Utility for validating a given classifier implementation’s model against some labeled testing data, outputting PR and ROC curve plots with area-under-curve score values.

This utility can optionally be used train a supervised classifier model if the given classifier model configuration does not exist and a second CSV file listing labeled training data is provided. Training will be attempted if train is set to true. If training is performed, we exit after training completes. A SupervisedClassifier sub-classing implementation must be configured

We expect the test and train CSV files in the column format:

… <UUID>,<label> …

The UUID is of the descriptor to which the label applies. The label may be any arbitrary string value, but all labels must be consistent in application.

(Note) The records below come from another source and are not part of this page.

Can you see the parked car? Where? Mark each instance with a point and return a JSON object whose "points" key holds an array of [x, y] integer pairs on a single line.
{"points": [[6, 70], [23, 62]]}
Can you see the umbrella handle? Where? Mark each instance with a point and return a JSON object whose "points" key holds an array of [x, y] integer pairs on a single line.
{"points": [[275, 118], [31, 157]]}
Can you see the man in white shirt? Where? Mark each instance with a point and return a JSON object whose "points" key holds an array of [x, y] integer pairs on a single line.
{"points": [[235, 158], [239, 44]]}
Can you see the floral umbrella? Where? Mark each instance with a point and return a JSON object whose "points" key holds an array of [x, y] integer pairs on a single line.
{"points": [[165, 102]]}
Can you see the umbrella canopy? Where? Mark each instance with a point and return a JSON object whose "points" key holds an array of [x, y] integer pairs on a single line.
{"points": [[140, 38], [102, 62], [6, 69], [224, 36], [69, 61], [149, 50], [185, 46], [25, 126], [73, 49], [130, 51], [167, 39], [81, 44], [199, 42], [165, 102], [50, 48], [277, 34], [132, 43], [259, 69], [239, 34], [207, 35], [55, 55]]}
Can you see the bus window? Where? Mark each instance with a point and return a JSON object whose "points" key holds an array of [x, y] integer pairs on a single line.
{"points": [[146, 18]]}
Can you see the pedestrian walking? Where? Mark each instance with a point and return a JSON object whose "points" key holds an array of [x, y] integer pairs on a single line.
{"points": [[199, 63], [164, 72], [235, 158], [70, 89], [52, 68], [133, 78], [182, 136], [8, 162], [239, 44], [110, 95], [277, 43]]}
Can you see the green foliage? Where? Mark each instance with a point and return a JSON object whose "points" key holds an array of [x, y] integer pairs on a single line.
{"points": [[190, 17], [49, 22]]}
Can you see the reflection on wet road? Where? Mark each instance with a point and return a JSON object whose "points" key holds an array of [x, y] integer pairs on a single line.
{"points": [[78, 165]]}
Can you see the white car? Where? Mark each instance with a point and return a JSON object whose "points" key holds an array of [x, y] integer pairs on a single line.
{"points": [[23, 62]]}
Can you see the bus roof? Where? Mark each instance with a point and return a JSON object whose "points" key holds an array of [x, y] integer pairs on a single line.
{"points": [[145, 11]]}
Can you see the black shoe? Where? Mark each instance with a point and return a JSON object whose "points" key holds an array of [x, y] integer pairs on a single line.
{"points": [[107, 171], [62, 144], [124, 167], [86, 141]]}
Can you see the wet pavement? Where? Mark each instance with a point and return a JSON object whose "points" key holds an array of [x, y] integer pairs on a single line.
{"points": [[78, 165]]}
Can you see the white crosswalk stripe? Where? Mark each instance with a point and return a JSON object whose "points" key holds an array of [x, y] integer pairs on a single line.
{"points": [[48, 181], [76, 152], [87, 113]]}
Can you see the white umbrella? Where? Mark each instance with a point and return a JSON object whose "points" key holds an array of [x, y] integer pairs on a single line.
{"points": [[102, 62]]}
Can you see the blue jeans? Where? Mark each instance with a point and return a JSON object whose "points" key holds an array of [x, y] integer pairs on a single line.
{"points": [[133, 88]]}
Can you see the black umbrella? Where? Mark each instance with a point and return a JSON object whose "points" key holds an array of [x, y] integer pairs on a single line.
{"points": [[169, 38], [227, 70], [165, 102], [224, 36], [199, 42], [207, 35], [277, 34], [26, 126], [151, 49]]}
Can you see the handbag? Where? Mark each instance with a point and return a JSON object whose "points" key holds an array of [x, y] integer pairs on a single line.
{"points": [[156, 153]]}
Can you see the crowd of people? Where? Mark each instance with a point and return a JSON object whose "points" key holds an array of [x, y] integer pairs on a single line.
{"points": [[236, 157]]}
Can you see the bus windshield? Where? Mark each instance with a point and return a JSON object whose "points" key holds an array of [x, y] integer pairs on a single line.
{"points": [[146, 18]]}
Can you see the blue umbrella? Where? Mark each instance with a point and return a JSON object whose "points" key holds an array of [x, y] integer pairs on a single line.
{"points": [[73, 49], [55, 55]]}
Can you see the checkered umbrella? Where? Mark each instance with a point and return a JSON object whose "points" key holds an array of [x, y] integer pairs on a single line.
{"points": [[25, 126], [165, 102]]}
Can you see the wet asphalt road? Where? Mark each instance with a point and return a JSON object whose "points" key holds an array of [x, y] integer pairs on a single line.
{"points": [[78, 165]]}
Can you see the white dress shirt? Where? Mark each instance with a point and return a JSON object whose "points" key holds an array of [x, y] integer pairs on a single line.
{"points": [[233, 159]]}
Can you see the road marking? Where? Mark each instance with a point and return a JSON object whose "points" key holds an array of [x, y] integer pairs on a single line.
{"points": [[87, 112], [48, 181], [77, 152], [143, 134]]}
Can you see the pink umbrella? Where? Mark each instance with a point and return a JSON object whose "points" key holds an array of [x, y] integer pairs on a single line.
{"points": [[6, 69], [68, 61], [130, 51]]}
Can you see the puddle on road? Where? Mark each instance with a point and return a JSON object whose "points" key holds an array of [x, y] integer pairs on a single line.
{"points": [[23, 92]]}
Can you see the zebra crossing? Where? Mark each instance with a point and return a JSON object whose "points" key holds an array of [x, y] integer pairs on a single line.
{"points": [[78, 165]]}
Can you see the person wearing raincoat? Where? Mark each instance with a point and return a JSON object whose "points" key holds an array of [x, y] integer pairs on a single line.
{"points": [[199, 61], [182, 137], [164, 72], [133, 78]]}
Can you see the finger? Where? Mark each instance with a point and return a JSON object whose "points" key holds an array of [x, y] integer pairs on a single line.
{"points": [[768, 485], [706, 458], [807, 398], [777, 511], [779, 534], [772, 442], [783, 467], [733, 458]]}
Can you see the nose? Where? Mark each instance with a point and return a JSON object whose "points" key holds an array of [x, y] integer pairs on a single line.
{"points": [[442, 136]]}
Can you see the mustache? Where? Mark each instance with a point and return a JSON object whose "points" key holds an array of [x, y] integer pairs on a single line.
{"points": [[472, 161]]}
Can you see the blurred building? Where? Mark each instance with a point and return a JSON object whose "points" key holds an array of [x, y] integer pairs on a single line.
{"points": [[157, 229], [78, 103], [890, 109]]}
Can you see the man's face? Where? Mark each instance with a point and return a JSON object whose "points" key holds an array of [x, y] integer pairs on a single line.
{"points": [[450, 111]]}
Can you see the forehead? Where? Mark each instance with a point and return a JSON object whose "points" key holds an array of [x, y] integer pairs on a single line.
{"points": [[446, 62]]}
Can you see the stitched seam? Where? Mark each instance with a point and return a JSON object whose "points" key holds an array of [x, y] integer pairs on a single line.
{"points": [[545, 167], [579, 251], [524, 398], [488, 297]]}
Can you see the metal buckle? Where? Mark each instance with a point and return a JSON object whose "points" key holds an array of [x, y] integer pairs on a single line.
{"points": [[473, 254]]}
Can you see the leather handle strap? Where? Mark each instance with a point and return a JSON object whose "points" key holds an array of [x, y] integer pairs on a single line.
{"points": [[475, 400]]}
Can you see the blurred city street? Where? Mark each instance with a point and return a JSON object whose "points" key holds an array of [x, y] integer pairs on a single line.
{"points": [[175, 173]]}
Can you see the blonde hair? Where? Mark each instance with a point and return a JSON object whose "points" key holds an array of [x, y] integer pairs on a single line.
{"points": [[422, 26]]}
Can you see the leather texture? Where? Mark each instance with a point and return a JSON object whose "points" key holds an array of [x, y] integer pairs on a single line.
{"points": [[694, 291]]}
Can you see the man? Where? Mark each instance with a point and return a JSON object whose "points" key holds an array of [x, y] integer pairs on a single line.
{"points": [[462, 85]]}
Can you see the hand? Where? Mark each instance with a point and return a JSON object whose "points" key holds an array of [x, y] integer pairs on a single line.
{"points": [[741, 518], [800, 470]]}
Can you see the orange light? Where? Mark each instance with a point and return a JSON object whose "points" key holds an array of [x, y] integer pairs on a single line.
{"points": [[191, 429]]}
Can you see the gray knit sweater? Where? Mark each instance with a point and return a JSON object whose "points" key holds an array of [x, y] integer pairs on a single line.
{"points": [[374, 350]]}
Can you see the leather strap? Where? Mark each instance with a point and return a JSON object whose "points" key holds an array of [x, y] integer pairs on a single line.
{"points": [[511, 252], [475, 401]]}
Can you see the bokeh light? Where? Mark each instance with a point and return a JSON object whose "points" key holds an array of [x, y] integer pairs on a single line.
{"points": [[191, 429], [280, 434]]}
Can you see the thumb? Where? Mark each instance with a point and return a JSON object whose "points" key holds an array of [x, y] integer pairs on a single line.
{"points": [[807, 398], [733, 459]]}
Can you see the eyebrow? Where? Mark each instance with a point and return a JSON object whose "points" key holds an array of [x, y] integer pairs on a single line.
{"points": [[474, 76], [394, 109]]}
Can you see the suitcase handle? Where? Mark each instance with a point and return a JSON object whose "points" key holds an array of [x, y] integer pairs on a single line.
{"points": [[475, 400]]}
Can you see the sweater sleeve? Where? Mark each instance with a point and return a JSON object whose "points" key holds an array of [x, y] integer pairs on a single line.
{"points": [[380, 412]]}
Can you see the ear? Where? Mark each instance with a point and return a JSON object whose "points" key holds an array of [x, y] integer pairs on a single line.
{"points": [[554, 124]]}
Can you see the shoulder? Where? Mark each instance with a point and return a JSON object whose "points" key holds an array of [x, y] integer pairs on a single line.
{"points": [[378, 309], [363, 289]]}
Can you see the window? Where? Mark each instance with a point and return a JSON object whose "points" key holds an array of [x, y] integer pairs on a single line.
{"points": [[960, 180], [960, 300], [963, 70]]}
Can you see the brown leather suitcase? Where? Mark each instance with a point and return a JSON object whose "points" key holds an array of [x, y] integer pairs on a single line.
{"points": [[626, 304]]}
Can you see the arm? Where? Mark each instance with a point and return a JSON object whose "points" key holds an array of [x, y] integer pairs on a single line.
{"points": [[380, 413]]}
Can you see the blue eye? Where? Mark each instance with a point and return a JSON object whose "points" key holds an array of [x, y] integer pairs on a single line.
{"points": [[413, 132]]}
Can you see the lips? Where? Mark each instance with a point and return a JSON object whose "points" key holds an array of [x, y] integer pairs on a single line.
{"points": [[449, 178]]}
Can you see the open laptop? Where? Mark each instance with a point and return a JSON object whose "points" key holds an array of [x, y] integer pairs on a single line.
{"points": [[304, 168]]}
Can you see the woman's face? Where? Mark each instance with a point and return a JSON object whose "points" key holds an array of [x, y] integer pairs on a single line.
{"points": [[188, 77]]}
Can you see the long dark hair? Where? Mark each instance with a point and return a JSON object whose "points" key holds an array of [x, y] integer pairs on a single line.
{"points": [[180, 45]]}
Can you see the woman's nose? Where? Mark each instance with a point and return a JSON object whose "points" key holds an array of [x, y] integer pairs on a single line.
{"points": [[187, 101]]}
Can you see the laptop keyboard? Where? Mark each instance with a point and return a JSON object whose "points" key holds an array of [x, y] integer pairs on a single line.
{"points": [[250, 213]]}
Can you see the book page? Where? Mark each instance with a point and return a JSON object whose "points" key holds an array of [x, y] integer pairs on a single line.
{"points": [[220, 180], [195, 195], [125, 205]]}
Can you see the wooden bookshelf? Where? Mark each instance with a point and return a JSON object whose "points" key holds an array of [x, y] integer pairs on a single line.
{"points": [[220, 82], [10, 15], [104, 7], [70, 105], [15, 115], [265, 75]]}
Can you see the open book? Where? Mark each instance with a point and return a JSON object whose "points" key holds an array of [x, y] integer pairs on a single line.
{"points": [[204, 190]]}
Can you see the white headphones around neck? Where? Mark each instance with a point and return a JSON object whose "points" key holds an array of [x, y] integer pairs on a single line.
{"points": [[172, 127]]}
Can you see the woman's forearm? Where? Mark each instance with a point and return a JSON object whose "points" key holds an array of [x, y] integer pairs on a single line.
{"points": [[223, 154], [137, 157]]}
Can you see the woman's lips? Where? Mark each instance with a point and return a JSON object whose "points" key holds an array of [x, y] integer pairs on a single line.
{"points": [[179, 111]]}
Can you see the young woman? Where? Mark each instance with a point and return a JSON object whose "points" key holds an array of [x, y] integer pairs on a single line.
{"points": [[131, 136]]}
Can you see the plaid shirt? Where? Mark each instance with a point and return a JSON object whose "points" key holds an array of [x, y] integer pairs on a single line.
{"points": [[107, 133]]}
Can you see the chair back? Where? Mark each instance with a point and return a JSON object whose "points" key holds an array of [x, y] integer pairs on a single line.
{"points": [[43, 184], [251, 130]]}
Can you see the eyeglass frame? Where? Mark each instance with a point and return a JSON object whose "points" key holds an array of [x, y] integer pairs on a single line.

Some metrics presented assume the highest confidence class as the single predicted class for an element:

confusion matrix

The output UUID confusion matrix is a JSON dictionary where the top-level keys are the true labels, and the inner dictionary is the mapping of predicted labels to the UUIDs of the classifications/descriptors that yielded the prediction. Again, this is based on the maximum probability label for a classification result (T=0.5).

See Scikit-Learn PR and ROC curve explanations and examples:

usage: classifier_model_validation [-h] [-v] [-c PATH] [-g PATH]

Named Arguments¶

-v, --verbose

Output additional debug logging.

Default: False

Configuration¶

-c, --config: Path to the JSON configuration file.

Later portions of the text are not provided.